Ahí le di, pero contraatacó.
—Nada sobresaliente, quiero decir. Por casualidad no quemaríamos esa escalera que nos lleva al éxito, ¿verdad?
—Eres muy agudo, Ron.
Jactancioso, dijo:
—Hace bastante tiempo que me dedico a esto, Jack.
—Se nota. Mi problema fue que se esperaba de nosotros que fuéramos también asistentes sociales. Yo sólo esperaba ser una persona.
No picó. El momento había pasado y Ron estaba otra vez en plena forma. Me sonrió de oreja a oreja y dijo:
—Si quieres que te diga la verdad, te había catalogado como un borracho sin remedio. He visto a tantos alcohólicos, pocos son coherentes.
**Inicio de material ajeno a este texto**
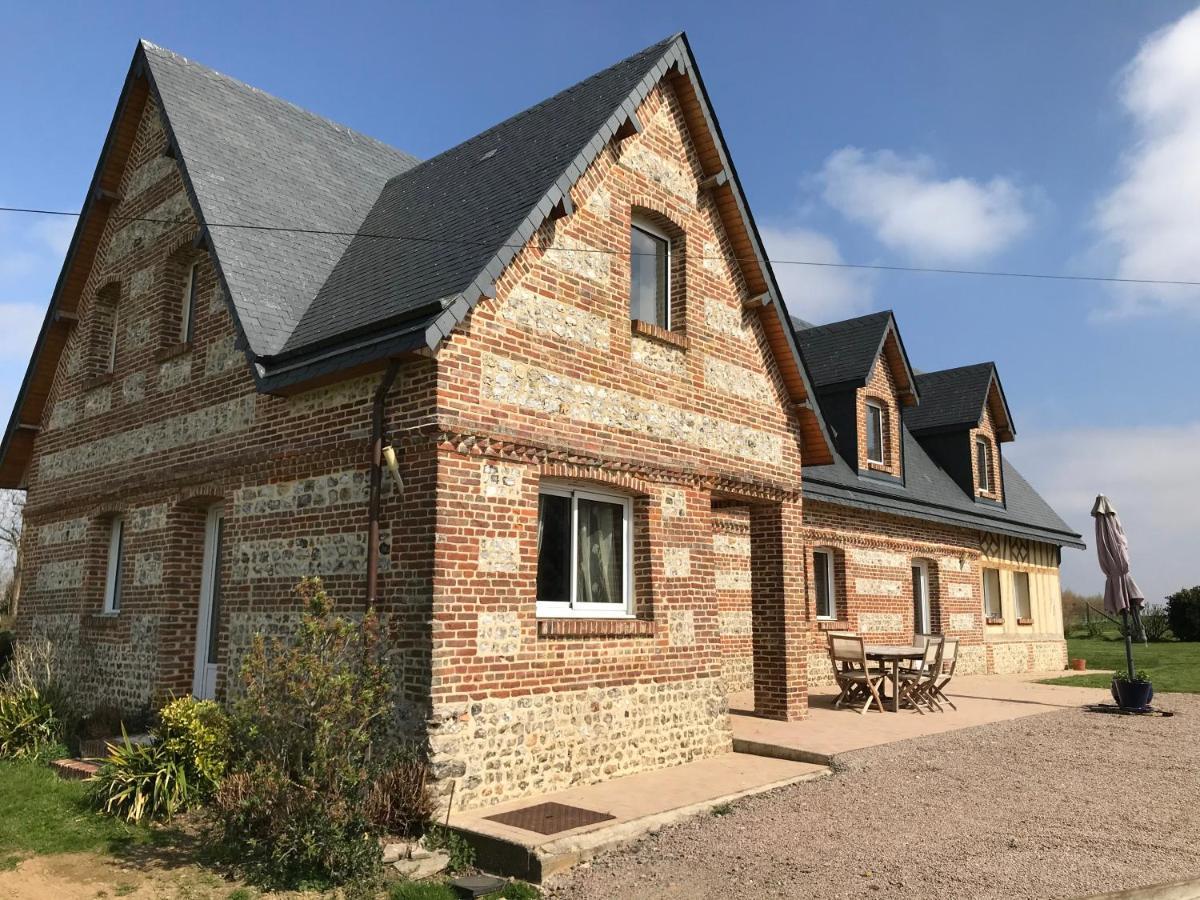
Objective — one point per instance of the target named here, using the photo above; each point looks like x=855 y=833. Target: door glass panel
x=215 y=609
x=601 y=552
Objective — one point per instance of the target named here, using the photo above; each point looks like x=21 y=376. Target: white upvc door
x=921 y=618
x=204 y=683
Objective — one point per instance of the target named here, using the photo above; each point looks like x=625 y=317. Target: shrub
x=400 y=801
x=294 y=809
x=1183 y=613
x=31 y=703
x=1155 y=624
x=180 y=767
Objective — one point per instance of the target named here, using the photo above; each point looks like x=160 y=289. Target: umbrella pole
x=1125 y=621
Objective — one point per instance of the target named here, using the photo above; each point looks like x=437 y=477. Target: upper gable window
x=874 y=432
x=649 y=292
x=983 y=461
x=187 y=300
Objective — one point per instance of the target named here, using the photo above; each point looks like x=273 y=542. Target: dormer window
x=649 y=292
x=189 y=303
x=874 y=432
x=983 y=459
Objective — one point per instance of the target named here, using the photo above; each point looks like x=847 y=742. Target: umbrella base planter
x=1132 y=695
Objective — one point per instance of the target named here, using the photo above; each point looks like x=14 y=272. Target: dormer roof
x=843 y=355
x=955 y=399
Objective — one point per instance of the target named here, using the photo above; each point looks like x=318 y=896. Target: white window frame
x=1019 y=579
x=875 y=405
x=573 y=609
x=115 y=564
x=984 y=465
x=1000 y=594
x=112 y=340
x=643 y=225
x=831 y=585
x=189 y=310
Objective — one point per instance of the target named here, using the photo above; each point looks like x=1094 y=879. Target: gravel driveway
x=1030 y=808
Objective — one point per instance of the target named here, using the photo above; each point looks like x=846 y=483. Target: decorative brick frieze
x=880 y=623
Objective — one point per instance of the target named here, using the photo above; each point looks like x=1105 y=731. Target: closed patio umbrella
x=1121 y=592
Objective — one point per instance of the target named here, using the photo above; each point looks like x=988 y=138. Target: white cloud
x=1151 y=219
x=19 y=324
x=913 y=211
x=1151 y=477
x=816 y=293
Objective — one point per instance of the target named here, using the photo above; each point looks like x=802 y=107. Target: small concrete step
x=76 y=769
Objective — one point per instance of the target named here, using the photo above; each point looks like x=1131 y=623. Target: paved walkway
x=828 y=732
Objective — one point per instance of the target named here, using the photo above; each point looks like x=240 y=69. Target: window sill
x=833 y=624
x=177 y=349
x=595 y=628
x=97 y=381
x=645 y=329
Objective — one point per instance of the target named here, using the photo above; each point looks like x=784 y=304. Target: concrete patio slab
x=640 y=804
x=828 y=732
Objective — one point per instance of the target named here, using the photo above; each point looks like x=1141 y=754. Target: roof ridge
x=151 y=47
x=531 y=109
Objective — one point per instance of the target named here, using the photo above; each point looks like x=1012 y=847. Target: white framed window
x=993 y=607
x=189 y=304
x=649 y=263
x=1021 y=601
x=874 y=432
x=823 y=585
x=585 y=552
x=113 y=574
x=983 y=457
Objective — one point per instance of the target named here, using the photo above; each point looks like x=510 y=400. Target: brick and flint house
x=538 y=399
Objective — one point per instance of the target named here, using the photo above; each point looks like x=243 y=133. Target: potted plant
x=1132 y=693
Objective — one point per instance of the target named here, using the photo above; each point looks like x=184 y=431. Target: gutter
x=375 y=498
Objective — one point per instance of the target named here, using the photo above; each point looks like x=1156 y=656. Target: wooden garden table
x=893 y=654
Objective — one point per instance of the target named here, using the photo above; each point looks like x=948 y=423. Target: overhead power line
x=459 y=241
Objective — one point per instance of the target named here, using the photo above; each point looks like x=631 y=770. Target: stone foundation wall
x=502 y=748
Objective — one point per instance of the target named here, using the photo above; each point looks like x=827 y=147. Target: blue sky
x=1057 y=138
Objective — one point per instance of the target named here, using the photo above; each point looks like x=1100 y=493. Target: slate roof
x=952 y=397
x=925 y=491
x=252 y=159
x=841 y=352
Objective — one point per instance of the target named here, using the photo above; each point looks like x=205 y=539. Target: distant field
x=1173 y=666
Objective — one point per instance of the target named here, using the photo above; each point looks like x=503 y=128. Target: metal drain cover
x=550 y=817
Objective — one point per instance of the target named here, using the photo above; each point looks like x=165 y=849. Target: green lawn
x=1173 y=666
x=43 y=814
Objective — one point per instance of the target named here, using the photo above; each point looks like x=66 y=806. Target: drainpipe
x=373 y=502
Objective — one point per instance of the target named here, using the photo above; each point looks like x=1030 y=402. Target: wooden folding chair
x=853 y=672
x=946 y=671
x=916 y=683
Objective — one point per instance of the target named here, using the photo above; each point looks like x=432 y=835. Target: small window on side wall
x=874 y=432
x=113 y=574
x=983 y=460
x=993 y=607
x=187 y=317
x=823 y=585
x=649 y=291
x=585 y=553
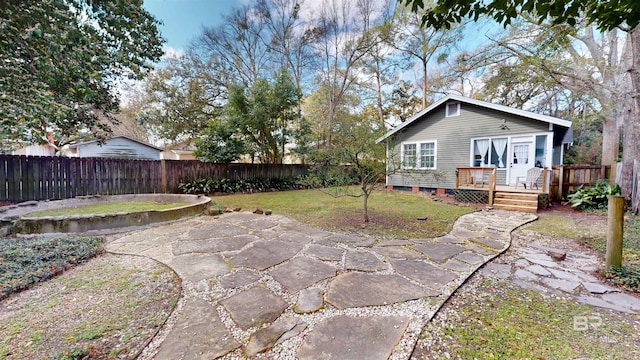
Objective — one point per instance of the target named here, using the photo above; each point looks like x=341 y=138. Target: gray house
x=456 y=135
x=121 y=146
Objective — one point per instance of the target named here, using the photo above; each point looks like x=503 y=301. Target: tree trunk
x=632 y=120
x=366 y=205
x=610 y=140
x=379 y=95
x=424 y=83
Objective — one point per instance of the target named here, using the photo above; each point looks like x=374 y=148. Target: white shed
x=121 y=146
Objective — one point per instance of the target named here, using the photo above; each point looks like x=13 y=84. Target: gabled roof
x=74 y=145
x=480 y=103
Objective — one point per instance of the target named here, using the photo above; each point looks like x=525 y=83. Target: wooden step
x=522 y=196
x=516 y=201
x=508 y=201
x=516 y=208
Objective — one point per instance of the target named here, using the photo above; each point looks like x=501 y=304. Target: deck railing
x=473 y=177
x=484 y=178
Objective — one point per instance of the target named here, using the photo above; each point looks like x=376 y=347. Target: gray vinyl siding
x=121 y=148
x=453 y=136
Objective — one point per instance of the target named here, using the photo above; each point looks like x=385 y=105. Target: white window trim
x=446 y=106
x=490 y=138
x=417 y=144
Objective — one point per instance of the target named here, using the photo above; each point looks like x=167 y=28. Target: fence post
x=163 y=176
x=615 y=231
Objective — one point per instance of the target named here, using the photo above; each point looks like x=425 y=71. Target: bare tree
x=421 y=46
x=239 y=44
x=345 y=40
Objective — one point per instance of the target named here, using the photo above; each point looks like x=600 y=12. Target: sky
x=183 y=19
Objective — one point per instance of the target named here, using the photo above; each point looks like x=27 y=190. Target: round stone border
x=16 y=216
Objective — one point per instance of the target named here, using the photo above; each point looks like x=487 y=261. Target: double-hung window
x=421 y=155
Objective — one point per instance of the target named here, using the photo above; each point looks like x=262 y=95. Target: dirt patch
x=109 y=307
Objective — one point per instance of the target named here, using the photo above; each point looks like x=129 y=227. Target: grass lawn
x=581 y=229
x=495 y=319
x=105 y=208
x=26 y=261
x=393 y=214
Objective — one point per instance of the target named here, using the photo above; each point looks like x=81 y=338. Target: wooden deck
x=502 y=196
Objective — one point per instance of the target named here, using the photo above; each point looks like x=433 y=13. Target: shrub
x=29 y=261
x=222 y=185
x=594 y=197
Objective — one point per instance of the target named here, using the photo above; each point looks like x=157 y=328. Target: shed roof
x=74 y=145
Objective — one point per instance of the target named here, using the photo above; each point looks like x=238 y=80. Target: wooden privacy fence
x=566 y=178
x=24 y=178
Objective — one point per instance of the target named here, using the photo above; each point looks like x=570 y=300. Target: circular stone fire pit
x=16 y=217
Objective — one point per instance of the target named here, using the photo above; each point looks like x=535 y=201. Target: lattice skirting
x=543 y=201
x=482 y=197
x=474 y=196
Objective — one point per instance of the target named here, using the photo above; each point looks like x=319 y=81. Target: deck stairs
x=525 y=202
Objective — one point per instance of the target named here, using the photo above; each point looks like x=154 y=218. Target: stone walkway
x=531 y=267
x=270 y=287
—Pero eso no ha hecho mella en tu compasión.
No, el juego había terminado. Comenzó el discurso del rechazo, repasó rápidamente la lista con la uña de un dedo.
—Estos jóvenes, todos alcohólicos. Esa forma de vida casi nunca perdona. Me asombra bastante que tú hayas logrado sobrevivir tanto tiempo.
Se puso en pie y añadió:
—No pierdas tu tiempo, Jack. Solamente son bajas en una guerra insignificante. Son cosas que pasan todos los días.
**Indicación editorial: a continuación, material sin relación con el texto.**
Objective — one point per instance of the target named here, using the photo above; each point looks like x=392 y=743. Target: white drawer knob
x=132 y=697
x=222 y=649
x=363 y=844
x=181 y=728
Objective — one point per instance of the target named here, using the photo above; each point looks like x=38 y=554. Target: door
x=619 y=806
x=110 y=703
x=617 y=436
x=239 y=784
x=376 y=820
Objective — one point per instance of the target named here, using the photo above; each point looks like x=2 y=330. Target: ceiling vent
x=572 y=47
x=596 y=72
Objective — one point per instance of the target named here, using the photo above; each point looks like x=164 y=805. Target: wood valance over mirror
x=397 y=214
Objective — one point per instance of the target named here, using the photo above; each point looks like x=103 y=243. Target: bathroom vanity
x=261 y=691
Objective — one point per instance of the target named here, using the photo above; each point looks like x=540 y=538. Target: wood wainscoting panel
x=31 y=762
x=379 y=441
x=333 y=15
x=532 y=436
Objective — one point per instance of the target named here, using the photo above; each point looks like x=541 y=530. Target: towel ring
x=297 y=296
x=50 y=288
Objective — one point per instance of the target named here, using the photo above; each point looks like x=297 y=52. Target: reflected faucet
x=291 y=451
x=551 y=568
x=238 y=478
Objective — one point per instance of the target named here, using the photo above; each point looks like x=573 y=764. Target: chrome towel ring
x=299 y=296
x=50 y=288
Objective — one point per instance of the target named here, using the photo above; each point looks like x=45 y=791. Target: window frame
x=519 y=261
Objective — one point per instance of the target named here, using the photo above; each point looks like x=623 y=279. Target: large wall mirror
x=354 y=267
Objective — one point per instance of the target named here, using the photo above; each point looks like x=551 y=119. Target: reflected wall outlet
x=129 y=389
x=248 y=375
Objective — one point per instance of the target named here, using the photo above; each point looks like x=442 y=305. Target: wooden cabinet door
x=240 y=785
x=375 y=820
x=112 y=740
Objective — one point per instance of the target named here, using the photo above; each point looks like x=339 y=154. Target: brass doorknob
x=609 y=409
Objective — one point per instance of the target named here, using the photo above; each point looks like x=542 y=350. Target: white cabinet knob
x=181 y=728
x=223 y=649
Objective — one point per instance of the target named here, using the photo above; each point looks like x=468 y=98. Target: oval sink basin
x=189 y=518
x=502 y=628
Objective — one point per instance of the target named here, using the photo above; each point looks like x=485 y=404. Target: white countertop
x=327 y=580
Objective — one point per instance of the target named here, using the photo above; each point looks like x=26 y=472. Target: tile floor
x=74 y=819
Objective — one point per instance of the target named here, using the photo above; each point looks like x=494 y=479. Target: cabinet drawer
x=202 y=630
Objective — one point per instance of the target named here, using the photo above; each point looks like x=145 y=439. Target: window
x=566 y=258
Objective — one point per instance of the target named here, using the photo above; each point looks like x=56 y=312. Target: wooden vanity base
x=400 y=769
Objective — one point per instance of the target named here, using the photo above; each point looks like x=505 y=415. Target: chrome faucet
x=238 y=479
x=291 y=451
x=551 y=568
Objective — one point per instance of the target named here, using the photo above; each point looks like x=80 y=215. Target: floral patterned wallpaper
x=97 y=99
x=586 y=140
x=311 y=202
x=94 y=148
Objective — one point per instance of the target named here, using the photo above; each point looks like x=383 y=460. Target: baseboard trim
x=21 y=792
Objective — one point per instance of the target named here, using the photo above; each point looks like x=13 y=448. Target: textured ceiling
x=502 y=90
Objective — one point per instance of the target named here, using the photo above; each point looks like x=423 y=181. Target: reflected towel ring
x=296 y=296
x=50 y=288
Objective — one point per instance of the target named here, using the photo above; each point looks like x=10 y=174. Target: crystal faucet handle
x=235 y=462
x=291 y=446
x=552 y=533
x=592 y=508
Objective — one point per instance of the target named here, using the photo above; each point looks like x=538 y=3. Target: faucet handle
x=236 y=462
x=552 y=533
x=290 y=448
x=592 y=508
Me tendió la mano y yo ignoré su gesto mientras él me decía:
—Deja tu número de teléfono. Si se me ocurre algo, te llamaré.
—Gracias, Ron. Ha sido muy instructivo.
—No para mí, Jack. De hecho, ha sido una espantosa pérdida de mi valioso tiempo.
Al salir, le dije a la recepcionista:
—Muchísimas gracias. Ron ha estado genial.
—Todo el mundo dice lo mismo.
Ya al aire libre, respiré profundamente, me sacudí de encima la sensación de repulsión que me susurraba en el cuello. Miré hacia atrás. Vi a Bryson pegado a la ventana. Los cristales distorsionaban sus facciones y daban a su sonrisa un espeluznante aire de malevolencia. Tenía una mano en la entrepierna y la movía adelante y atrás, imitando una masturbación. Al menos espero que fuera una imitación. ¿Qué podía yo hacer? Hice lo que haría cualquier irlandés como Dios manda. Le ofrecí un buen corte de mangas. Luego me largué de allí a toda leche.